The ONLY solution is both engineers has to work together to UNDERSTAND both the logical behavior of the clock tree and the physical restriction in the early phase of the physical implementation. Note, even with the CDC clean netlist does not mean you have a clock tree that will work properly in the physical world. To make it worse, sometime clock tree synthesis is not part of the project planning and the management cannot comprehends the complexity of the clock structure.


Design Aspect:

It starts from the design phase where the clock structure is architect. The fundamental idea is to keep it simple and reduce the level of MUX. And if possible keep the clock logic in a single block/module. A clock diagram is a MUST, both for designer to verify the structure and to guide the PnR engineer in CTS. The “set_false_path” command  between clocks is for timing closure, might be not true for CTS. If logically a clock path is crossing to another clock domain accidentally, CTS will most likely assume those endpoints are part of the clock group. Flops used as dividers and other clock function within the CLOCK module might not necessary needs to be CTS, sometime special care is needed to ensure CTS is done correctly.

Physical Aspect:

Pay attention to FFs in the clock modules, most likely those FFs might not need to be balance with the design endpoints. Designer will need to confirm the clock structure, and also any logic that has clock propagating through. The chances of a “unwanted” clock snicking through is high if the design has a complex clock structure. It could be going through a MUX, an AND/OR gate or *AOI* gates. It doesn’t matter if functionally the clock is gated off, a good example will be a MUX that has a CLK1 and CLK2. The tool will see both of them and try its best to balance and make it work, this might cause issue in insertion delay etc. With in depth understanding and study of the netlist, correct “sinks, ignore and non-stop” points are inserted to control the “flow” of the clock. Pay attention to undesirable endpoints and ignore points. Some macro IP does not have clock pin define in the liberty file, PnR engineer will need to explicitly set it.

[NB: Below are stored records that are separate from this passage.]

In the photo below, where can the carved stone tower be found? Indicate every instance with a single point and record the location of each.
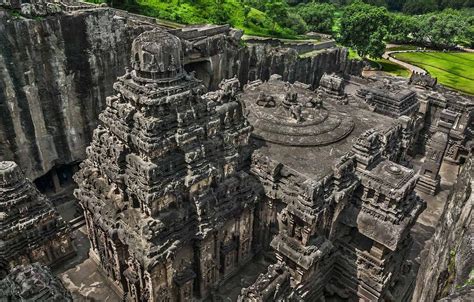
(169, 209)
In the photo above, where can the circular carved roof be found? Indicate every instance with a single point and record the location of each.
(156, 55)
(289, 115)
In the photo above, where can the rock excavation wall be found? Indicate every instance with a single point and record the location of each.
(56, 71)
(449, 261)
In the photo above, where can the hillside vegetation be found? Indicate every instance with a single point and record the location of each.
(455, 70)
(273, 20)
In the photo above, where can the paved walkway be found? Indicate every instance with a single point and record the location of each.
(388, 56)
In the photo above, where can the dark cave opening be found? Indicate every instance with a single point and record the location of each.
(59, 177)
(203, 72)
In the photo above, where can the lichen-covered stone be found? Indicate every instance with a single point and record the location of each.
(30, 228)
(33, 282)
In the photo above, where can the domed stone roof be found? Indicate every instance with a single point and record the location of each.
(157, 55)
(292, 116)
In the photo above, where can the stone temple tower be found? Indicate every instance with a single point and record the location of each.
(168, 207)
(31, 230)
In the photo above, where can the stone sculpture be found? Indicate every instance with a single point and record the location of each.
(168, 205)
(33, 282)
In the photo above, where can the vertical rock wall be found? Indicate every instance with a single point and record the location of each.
(446, 267)
(55, 73)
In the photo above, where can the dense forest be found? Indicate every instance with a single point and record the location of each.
(364, 25)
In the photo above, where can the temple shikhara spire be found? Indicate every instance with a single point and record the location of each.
(168, 206)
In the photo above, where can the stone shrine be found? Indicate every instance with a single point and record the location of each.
(31, 230)
(168, 205)
(176, 200)
(336, 213)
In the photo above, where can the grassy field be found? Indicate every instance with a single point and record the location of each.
(453, 69)
(393, 69)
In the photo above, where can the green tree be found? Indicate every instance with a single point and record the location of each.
(417, 7)
(318, 16)
(442, 30)
(364, 28)
(276, 10)
(295, 23)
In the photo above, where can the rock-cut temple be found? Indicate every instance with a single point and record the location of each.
(181, 187)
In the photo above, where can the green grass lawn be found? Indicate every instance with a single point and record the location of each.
(401, 47)
(453, 69)
(393, 69)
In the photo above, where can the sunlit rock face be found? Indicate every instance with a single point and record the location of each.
(30, 228)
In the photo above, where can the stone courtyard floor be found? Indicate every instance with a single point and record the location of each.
(81, 275)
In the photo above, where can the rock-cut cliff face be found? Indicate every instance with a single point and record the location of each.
(447, 267)
(54, 76)
(56, 72)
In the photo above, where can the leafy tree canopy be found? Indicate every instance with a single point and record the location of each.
(318, 16)
(364, 27)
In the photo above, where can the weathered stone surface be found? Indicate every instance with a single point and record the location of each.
(168, 206)
(447, 266)
(343, 210)
(56, 73)
(54, 76)
(30, 228)
(33, 282)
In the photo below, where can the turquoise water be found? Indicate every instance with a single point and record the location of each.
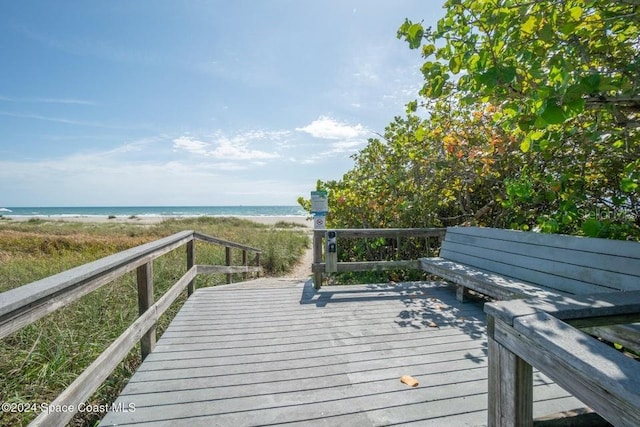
(153, 211)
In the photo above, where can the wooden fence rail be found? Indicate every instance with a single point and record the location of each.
(324, 261)
(24, 305)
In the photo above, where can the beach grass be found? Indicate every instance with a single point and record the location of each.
(40, 360)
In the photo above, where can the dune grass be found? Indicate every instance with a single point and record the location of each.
(40, 360)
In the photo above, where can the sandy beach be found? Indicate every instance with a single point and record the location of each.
(147, 220)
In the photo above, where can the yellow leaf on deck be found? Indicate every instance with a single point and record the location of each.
(409, 380)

Both side engineers will have to understand the clock tree and do it as early as possible. First of all, the front-end engineer will have at least have a clock diagram in place. It is a benefit for the designer, as well as, the back-end engineer. Sometime it is hard to piece together the full toplevel clock structure. Start with the full chip SDC, pay attention to the relationship between the “create_clock” and the “create_generated_clock”. Draw it down and trace out the logic, that should give you an overall picture of the clock structure. Next, review those “async” clock group and “set_false_path” to make sure not clock domain crossing. Look for IP block that has clock logic in it, you might need to control them during CTS.

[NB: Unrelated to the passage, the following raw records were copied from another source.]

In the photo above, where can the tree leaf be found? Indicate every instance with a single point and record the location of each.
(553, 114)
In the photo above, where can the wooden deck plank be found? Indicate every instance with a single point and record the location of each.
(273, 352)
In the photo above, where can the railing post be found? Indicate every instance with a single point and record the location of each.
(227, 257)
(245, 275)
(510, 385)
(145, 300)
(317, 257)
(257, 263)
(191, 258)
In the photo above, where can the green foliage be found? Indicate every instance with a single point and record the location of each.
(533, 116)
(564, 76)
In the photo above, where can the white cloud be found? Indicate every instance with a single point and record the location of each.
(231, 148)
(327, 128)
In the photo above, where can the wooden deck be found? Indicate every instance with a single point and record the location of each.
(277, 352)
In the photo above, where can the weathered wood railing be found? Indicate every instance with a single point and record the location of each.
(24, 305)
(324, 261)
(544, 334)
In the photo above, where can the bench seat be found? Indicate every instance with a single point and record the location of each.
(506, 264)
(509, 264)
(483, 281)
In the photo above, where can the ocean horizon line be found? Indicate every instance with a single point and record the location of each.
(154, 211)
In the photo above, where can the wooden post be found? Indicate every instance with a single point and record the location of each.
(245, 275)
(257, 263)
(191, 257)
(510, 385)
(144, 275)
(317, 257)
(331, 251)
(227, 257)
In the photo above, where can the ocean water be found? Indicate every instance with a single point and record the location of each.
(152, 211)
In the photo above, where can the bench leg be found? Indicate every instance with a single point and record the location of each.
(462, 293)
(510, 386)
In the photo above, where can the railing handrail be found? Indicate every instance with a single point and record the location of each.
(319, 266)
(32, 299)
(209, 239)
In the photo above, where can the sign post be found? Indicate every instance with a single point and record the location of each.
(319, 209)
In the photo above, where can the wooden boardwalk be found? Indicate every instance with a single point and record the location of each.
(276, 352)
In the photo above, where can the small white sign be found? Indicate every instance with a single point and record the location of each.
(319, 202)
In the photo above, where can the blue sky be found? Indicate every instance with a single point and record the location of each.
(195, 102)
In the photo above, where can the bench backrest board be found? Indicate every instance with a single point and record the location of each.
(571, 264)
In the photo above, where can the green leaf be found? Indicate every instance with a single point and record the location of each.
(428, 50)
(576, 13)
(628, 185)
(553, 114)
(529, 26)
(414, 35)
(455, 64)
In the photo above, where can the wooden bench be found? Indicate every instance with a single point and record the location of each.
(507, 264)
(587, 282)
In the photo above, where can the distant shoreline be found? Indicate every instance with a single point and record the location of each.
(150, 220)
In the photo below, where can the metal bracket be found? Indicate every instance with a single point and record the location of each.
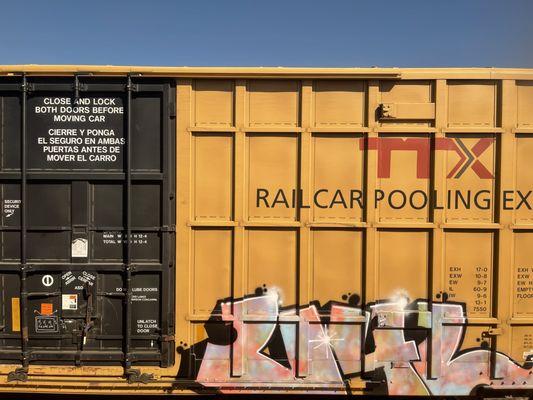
(135, 376)
(18, 375)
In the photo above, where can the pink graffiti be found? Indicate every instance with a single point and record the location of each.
(328, 353)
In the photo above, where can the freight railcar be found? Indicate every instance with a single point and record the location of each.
(266, 230)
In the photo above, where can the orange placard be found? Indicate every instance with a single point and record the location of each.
(47, 308)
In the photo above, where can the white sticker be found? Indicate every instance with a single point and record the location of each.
(10, 206)
(80, 248)
(69, 301)
(48, 280)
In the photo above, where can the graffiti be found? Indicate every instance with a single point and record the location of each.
(411, 348)
(468, 158)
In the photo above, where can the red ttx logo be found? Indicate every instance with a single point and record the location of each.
(468, 158)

With all the information collected and drawn down, it is time to share it with the PnR engineer. Once the design is placed, the PnR engineer’s job is to scout around for clock related logic in the placed database. This is to ensure that clock logic is correctly placed, and not scattered all over the place or placed in a undesirable region of the floor plan. Identify flops inside the clock module and highlight them to the front-end engineer. Using the PnR tool to report the clock structure of the design (Pre-CTS) and review them with front-end designer. After the discussion, tweak the clock constraint and repeat the process until the Pre-CTS clock structure report is correct. Example if the CPU clock is ONLY driving 50 FF and the report is showing like 80 FF. Then something is wrong, maybe another clock has accidentally merged with CPU clock. Find the interception point and block it. Once this phase is done, go ahead and run your clock tree synthesis. Take note of the runtime and the insertion delay, and do a Post-CTS clock structure report. Review the shortest and longest clock path per skew group, if congestion is not the issue then it might be a design constraint problem. Finally, communicate the findings and concerns to the front-end engineer of how it might impact the CTS. There is NO one man show here, failure in ironing out the structure will only delay the project more.

Hopefully, this short article is able to help engineers to understand the importance of clock planning more and work out a solution that benefit both the front-end and back-end engineers.